Nachdem mein WoMo gestern ja überwiegend faulenzen durfte, war es heute umso mehr gefordert, denn gleich zwei Fjells standen heute auf dem Programm! Als Fjell bezeichnet man in Skandinavien von der Eiszeit geformte Felsplateaus, Hochebenen oberhalb der Baumgrenze und mit tundraähnlicher Vegetation.

Oben auf einem Fjell zu fahren, ist normalerweise relativ einfach, da die Straßen dort überwiegend eben verlaufen und auch breit genug sind. Das Problem ist der Aufstieg (und natürlich auch der Abstieg) meist von Meereshöhe bis ins Hochgebirge, oftmals auf über 1.500 Meter, denn hier sind nicht nur extreme Steigungen bzw. Gefälle im Spiel, sondern die kaum enden wollenden Serpentinen sind außerdem oft nur einspurig ausgebaut; es gibt viele Ausweichbuchten, aber häufig nicht da, wo man sie gerade braucht…

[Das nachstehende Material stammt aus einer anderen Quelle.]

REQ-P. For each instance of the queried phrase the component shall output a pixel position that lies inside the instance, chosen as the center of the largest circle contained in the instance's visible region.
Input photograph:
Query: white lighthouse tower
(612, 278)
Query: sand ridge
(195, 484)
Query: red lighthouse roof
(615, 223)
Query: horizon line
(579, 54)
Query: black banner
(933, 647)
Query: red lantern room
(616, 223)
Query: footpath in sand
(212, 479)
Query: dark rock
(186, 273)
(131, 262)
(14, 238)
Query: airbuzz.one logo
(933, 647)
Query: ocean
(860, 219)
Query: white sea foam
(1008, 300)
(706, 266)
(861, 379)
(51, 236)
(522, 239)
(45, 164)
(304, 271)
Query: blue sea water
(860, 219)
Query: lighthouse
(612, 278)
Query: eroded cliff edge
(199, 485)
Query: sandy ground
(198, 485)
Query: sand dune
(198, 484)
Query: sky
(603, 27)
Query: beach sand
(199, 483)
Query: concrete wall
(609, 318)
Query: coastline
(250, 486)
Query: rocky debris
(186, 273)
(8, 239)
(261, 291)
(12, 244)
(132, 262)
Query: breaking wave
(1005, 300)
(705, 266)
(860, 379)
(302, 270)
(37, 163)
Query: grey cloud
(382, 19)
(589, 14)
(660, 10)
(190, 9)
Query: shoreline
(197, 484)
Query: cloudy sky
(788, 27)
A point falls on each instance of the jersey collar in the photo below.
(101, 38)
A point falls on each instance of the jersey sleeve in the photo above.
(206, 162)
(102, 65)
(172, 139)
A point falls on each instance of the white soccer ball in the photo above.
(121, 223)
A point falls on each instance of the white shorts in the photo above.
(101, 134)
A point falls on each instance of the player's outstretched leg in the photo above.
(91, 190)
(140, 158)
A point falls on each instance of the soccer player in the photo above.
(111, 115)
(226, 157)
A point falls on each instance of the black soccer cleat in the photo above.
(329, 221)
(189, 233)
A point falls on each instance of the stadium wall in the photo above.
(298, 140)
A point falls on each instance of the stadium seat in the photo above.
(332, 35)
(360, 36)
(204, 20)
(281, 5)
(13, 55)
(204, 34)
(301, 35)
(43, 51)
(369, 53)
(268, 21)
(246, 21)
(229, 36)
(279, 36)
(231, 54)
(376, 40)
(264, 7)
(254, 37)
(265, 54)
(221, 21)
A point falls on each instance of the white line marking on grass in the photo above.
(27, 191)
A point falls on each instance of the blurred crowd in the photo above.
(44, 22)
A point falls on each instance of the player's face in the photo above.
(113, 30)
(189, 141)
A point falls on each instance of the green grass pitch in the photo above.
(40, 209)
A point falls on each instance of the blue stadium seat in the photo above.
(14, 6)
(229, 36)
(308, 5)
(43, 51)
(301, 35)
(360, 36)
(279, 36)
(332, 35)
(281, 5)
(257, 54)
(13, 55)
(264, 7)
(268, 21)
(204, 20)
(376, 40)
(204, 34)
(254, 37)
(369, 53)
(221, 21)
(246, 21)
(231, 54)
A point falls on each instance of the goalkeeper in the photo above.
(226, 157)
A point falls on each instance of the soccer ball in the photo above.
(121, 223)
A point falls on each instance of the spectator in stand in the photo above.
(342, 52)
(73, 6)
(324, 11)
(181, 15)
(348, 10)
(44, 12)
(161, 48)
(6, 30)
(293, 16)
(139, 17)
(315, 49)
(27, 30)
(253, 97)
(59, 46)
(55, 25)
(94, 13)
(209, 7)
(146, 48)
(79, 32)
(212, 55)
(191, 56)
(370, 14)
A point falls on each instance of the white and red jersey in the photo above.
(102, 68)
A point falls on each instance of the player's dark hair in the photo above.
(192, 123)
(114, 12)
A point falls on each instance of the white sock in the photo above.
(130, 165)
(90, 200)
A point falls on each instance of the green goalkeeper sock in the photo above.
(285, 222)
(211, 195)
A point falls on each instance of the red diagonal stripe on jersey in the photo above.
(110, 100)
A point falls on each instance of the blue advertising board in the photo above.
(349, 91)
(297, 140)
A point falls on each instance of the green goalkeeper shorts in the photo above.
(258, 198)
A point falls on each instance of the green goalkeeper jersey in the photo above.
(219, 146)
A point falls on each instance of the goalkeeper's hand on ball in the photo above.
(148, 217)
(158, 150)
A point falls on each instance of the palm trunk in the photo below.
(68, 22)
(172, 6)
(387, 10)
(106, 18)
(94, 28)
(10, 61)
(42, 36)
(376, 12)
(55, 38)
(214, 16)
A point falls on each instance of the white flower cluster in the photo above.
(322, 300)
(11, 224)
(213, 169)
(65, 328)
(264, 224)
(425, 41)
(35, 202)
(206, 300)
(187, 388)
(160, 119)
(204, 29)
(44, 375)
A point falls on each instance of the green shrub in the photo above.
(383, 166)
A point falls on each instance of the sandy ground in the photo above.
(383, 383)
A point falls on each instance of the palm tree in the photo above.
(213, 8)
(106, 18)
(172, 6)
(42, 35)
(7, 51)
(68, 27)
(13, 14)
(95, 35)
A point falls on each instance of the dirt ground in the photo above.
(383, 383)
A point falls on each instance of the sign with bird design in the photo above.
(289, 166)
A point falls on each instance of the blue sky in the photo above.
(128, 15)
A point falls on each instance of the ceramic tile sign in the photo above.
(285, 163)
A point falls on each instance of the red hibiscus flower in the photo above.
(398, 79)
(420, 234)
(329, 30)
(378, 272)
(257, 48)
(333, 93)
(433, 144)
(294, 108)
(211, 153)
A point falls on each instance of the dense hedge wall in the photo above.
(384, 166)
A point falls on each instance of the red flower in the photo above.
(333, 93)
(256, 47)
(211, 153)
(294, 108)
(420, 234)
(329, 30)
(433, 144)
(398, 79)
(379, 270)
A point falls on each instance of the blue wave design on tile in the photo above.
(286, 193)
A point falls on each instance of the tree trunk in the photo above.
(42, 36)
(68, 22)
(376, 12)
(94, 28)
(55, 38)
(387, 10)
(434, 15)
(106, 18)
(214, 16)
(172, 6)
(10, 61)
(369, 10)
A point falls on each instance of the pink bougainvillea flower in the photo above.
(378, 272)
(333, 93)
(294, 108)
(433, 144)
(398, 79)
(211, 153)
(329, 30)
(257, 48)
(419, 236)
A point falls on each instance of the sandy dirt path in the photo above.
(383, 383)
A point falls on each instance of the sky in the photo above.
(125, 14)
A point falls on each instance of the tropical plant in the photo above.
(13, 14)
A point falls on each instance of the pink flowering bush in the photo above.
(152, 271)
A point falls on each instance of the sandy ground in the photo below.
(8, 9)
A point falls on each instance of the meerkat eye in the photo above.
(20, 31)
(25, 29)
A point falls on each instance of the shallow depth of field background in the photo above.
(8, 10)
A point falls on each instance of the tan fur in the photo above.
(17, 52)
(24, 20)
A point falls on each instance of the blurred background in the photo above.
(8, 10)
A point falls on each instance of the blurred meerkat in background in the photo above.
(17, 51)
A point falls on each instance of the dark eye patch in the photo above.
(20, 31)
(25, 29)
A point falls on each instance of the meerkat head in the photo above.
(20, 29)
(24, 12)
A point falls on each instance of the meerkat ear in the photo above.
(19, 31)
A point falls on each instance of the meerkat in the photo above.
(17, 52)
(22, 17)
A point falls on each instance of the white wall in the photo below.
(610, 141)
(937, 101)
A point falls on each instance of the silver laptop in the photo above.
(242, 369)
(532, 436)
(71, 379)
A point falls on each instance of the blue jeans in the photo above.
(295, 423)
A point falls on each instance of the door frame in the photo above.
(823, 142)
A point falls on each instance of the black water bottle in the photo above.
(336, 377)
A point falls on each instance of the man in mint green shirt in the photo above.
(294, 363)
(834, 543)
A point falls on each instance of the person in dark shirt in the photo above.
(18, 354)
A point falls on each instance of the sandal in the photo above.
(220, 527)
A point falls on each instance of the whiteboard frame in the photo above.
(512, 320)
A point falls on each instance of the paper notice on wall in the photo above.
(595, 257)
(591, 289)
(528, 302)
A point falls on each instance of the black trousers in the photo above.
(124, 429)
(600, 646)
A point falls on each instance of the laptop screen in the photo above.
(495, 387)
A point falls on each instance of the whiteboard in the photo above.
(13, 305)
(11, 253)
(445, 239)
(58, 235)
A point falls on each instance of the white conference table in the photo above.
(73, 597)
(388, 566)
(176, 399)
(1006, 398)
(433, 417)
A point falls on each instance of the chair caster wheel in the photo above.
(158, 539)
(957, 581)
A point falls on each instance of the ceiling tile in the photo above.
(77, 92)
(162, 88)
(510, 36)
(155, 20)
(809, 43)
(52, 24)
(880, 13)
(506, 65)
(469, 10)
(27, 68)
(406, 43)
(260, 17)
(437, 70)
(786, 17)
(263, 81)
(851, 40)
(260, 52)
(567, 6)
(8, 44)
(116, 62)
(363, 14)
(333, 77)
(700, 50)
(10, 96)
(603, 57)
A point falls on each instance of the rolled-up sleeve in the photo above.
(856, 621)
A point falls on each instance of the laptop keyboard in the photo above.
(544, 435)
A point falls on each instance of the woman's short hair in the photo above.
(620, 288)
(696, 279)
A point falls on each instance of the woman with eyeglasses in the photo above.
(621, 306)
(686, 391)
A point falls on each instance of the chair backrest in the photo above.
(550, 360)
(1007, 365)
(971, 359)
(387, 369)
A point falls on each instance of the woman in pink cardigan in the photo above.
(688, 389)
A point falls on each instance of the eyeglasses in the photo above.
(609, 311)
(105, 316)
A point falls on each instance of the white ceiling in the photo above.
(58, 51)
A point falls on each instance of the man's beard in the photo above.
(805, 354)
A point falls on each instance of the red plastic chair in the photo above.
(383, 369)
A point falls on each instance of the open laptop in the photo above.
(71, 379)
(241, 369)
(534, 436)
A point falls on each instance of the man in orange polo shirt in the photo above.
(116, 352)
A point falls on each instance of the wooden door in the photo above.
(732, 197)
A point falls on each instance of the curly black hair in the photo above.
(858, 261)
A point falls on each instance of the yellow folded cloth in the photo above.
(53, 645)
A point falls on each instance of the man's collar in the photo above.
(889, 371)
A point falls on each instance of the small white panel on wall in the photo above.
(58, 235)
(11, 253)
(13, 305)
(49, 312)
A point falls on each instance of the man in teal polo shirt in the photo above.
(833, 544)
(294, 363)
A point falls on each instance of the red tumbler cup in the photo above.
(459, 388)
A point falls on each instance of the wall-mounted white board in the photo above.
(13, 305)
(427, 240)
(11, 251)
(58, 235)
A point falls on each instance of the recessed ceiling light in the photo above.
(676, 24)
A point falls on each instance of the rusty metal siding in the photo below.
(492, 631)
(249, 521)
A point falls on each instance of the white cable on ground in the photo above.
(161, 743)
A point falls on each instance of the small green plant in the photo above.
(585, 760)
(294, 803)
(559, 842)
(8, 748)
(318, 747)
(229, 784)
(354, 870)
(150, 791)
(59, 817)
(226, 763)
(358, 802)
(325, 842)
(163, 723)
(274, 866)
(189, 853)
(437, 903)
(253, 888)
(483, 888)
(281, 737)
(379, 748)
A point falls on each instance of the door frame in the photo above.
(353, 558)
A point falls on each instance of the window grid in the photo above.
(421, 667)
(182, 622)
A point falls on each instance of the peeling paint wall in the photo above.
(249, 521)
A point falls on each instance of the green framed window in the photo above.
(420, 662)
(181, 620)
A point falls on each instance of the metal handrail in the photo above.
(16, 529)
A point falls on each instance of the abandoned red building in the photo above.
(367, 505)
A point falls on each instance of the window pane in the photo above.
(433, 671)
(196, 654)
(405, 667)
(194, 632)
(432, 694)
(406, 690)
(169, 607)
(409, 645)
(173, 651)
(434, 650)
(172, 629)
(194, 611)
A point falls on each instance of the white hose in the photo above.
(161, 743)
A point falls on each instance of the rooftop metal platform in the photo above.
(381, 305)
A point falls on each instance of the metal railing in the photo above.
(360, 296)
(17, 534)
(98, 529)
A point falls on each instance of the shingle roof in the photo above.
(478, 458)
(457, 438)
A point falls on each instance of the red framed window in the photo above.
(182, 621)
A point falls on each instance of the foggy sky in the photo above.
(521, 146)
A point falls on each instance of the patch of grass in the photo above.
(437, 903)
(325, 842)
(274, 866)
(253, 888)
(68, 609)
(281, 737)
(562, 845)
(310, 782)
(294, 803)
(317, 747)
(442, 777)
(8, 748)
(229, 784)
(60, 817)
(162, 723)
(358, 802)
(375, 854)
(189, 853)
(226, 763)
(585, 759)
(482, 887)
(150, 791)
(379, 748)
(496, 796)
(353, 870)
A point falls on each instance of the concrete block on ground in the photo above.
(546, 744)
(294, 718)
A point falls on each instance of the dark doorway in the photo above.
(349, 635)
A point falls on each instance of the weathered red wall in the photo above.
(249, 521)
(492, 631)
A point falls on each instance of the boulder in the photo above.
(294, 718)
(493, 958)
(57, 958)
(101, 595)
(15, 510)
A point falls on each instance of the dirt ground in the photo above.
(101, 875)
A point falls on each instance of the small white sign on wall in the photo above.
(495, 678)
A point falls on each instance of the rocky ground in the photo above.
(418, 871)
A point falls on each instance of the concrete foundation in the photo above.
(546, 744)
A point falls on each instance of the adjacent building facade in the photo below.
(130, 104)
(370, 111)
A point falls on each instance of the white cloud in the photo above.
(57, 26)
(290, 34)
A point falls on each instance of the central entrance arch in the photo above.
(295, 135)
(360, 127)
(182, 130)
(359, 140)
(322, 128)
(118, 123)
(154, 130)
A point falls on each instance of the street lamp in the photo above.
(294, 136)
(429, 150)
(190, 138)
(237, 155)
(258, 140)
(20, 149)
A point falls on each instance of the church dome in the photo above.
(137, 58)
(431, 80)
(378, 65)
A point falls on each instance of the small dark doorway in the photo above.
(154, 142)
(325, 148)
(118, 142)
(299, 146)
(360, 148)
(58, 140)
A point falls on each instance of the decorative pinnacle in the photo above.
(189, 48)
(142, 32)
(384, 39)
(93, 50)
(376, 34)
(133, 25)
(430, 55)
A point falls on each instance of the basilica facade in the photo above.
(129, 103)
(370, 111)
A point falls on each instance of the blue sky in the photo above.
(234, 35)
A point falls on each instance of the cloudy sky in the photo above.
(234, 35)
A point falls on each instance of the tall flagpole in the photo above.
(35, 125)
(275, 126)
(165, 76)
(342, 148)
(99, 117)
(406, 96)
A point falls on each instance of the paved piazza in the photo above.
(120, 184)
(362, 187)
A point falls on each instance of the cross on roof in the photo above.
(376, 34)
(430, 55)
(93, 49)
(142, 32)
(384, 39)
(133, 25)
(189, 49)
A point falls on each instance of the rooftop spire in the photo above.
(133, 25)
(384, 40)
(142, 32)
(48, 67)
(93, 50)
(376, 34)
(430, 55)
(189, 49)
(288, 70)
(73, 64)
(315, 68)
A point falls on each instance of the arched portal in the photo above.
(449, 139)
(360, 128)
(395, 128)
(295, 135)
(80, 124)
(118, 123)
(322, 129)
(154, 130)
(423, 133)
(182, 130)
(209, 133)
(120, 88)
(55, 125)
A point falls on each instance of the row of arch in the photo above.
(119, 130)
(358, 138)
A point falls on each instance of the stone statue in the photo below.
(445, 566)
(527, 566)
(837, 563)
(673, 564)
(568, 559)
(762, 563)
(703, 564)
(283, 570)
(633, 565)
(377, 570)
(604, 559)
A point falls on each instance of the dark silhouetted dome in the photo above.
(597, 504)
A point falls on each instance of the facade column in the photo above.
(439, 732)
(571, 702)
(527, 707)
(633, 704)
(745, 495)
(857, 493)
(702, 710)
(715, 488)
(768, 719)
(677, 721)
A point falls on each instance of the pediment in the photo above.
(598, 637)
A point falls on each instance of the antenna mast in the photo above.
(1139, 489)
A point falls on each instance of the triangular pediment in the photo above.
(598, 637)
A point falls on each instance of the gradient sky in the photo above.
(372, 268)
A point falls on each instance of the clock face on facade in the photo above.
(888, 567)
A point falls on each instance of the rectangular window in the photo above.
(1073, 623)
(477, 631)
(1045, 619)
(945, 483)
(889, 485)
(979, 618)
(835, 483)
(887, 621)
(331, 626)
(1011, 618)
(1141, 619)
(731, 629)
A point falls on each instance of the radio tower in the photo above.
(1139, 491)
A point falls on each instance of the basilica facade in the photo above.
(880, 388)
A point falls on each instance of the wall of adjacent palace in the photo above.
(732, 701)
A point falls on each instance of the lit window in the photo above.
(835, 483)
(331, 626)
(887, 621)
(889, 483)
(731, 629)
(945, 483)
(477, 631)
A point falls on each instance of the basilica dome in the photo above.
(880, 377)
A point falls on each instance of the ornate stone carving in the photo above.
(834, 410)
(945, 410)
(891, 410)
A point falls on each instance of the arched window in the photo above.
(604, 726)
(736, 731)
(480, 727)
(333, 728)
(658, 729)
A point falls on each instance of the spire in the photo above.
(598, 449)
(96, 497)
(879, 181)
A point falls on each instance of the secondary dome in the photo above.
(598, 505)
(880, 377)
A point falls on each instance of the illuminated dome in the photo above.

Das erste, das Aurlandsfjellet, beginnt gleich kurz hinter Flåm, ab dem Dörfchen Aurland, und endet nach etwa 47 Kilometern kurz vor Lærdal. Viele Touristen fahren allerdings kurz vor Aurland in den Lærdalstunnel, der mit 24,5 km der längste Straßentunnel der Welt ist. Die Fahrt über ein Fjell, auf dem der ewige Winter und eine erstaunliche Ruhe herrschen, ist aber natürlich viel spannender!

Von den ersten Serpentinen, die noch im winzigen Aurland beginnen, bis zu einem spektakulären Aussichtspunkt oben auf dem Fjell sind‘s nur etwa zwei Kilometer Luftlinie. Acht Kilometer dagegen braucht das schmale Sträßchen, bis es sich die senkrechte Wand bis zu diesem Punkt emporgehangelt hat. Dabei eröffnen sich immer wieder fantastische Ausblick auf den nach unten „versinkenden“ Aurlandsfjord, die mir allerdings verwehrt blieben, da ich mich mit vollster Konzentration und ohne Unterbrechung dem Straßenverlauf widmen musste. Während des Aufstiegs kamen mir insgesamt fünf oder sechs PKW entgegen; fast immer war gerade keine Ausweichbucht in Sicht, und so musste man sich im Schritttempo aneinander vorbeimogeln. Nicht auszudenken, wenn mir ein Wohnmobil, ein LKW oder gar ein Bus entgegen gekommen wäre, allerdings hätte ich, wenn ich richtig informiert bin, nach norwegischem Recht den Vorrang vor den bergab fahrenden Fahrzeugen.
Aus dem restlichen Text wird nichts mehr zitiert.